Он получил «наисквернейшее воспитание, самое скверное из всех возможных». То преимущество, что о нем не заботились, оказалось, как выяснилось позднее, «жестокой ошибкой». В сущности, о нем с самого начала и думать не думали. «А бездумно никого не воспитаешь. Если и заботились, то о моих ботинках. Но не о душе. О моем желудке. Но не о духе. Позднее, но слишком рано, когда мне было тринадцать, даже и не о желудке, а только о ботинках». Тут я подумал о том, какое мне было дано воспитание, в сравнении с тем, что получил художник. Было ли у меня воспитание? Или только подрастание? Дичание? Как дичают своенравные растения в саду, заросшем сорняками? Я всегда был предоставлен сам себе. Забота? Ободряющие слова? На каком свете? Когда это было? С четырнадцати лет приходилось за всё платить самому. За всё! Даже за духовное развитие. За всё, что нельзя потрогать. Однако меня это не ужасало так, как художника. Для меня это не было так скверно. Я иной. Не такой взбулгаченный. В отличие от него, мне не свойственна вечная взбудораженность и раздраженность.

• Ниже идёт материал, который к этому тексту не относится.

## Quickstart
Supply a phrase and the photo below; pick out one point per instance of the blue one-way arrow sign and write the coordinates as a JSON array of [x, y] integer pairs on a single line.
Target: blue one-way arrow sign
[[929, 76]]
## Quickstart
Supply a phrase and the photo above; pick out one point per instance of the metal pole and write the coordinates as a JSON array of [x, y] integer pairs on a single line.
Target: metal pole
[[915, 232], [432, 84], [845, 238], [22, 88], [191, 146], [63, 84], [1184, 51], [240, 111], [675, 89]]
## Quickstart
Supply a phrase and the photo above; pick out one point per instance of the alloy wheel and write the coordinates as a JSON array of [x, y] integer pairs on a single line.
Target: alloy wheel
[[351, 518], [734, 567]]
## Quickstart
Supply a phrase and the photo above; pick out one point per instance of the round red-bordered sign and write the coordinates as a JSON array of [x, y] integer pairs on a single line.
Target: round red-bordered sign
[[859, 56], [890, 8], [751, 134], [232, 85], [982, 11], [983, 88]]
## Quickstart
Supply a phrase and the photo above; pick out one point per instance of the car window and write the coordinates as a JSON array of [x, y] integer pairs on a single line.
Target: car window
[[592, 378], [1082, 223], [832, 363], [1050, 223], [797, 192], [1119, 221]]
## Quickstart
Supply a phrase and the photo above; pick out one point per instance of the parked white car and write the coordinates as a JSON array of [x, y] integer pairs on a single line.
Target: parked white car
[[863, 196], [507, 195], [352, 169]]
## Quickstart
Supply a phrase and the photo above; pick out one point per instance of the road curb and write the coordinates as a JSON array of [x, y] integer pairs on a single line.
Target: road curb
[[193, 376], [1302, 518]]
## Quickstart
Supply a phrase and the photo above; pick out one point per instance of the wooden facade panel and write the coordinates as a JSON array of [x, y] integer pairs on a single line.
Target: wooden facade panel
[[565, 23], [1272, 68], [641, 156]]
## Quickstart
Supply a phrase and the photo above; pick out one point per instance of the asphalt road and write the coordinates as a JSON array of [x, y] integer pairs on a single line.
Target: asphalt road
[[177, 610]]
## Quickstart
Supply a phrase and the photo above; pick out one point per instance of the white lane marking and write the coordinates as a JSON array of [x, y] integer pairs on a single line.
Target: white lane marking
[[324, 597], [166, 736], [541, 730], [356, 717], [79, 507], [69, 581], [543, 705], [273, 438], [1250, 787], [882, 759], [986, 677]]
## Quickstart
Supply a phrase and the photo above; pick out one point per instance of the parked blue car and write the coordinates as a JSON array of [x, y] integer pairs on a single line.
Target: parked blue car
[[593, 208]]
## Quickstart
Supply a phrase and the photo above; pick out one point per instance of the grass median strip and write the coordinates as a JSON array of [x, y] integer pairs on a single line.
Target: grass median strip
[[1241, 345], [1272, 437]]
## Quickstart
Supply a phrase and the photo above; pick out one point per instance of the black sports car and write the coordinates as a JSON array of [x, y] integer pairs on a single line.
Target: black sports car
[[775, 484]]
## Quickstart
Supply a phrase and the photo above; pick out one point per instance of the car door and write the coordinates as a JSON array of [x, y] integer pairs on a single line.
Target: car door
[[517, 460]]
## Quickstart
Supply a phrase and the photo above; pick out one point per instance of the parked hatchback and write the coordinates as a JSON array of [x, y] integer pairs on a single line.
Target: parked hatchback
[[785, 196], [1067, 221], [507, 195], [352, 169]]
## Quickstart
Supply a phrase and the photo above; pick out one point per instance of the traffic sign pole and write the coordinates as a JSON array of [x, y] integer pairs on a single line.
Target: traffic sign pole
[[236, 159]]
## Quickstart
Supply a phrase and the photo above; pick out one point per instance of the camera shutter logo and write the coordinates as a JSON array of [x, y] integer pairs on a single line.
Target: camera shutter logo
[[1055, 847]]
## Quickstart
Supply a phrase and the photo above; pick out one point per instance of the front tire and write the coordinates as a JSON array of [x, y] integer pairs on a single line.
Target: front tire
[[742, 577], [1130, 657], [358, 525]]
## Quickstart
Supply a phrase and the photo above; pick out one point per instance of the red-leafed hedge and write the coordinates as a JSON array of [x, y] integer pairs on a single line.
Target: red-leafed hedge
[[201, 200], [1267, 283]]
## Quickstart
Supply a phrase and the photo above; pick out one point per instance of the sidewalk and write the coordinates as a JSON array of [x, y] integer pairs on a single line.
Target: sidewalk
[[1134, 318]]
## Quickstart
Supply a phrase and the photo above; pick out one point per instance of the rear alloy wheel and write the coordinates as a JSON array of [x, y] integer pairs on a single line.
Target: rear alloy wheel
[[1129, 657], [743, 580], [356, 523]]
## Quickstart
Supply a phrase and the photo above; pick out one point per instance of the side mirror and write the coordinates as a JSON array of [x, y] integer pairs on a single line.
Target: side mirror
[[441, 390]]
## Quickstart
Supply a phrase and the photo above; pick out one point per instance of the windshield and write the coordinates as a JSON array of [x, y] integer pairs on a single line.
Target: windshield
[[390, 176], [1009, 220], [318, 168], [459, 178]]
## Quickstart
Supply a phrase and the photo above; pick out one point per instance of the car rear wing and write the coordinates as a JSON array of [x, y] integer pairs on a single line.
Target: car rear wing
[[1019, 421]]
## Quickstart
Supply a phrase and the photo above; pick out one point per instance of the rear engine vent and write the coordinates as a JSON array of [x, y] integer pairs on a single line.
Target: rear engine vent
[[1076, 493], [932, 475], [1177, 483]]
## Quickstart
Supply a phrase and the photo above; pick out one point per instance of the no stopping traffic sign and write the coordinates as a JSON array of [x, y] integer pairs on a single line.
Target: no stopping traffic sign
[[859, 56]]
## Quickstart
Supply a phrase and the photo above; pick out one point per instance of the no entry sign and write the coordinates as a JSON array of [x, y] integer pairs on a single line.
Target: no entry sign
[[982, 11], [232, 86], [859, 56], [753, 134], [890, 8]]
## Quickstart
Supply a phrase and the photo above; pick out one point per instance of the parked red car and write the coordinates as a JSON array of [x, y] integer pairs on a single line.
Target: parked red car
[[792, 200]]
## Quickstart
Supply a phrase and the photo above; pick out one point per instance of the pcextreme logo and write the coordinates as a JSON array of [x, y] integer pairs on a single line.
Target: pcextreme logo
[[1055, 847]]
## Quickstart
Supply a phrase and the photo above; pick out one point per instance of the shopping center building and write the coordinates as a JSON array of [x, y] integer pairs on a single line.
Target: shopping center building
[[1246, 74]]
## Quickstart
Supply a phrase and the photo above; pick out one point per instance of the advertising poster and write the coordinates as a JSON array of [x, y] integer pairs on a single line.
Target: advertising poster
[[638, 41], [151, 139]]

Он часто спрашивал себя: «Как мне выбраться из мрака? С головой, окутанной мраком, крепко увязнув в нем, я всегда пытался освободиться от него. От симптома, да, отупения… Мрак достигает отверделости безумия. К двадцатому, тридцатому, тридцать пятому году жизни. Потом еще беспощаднее. Я пытался выбраться. Это представляется мне важным. Указать вам на это, на эту мысль… Я за самые простые объяснения: излучина реки, да будет вам известно, схожа с изгибом человеческого позвоночника, это сверкающие, искрящиеся в лучах послеполуденного солнца, отливающие блеском суставы бесконечного, уходящего за горизонт позвоночника — вот что это… При известных обстоятельствах мрак в собственной голове — а мрак бывает лишь в собственной голове — достаточно уничтожить мраком в собственной голове. Заметьте: мрак — всегда морок собственной закупоренной, отсеченной головы. Из собственного мрака людей тащит во мрак всеобщий, всё снова и снова, да будет вам известно… Так же как и меня, прислонившегося когда-то к родительскому дому, меня, полураздетого, потащило во мрак. Как сейчас: спеленутый ветром велосипед, два танцующих школьника. Запах изюма. Всё прослоено тупостью, сооружающей фундаменты. Вырезанная из газеты физиономия нашего учителя математики, который потчевал нас достижениями Вольтера. Силуэты Гомера… вламываются в мой мозг, во мрак. Причины и образы без всякой связи, представления о времени и подпочва этих представлений. Пробоины, сделанные ими. На бесчисленные вопросы возраста нет ответа. Всеобщее ожесточение совершается с убийственной точностью: собака катается по траве. Это может быть и кротом или собакой, даже комком грязи, на который падает подозрение в желании существовать… люди здесь танцуют над пропастью, в которой день-деньской разбиваются их боли и боли этих болей».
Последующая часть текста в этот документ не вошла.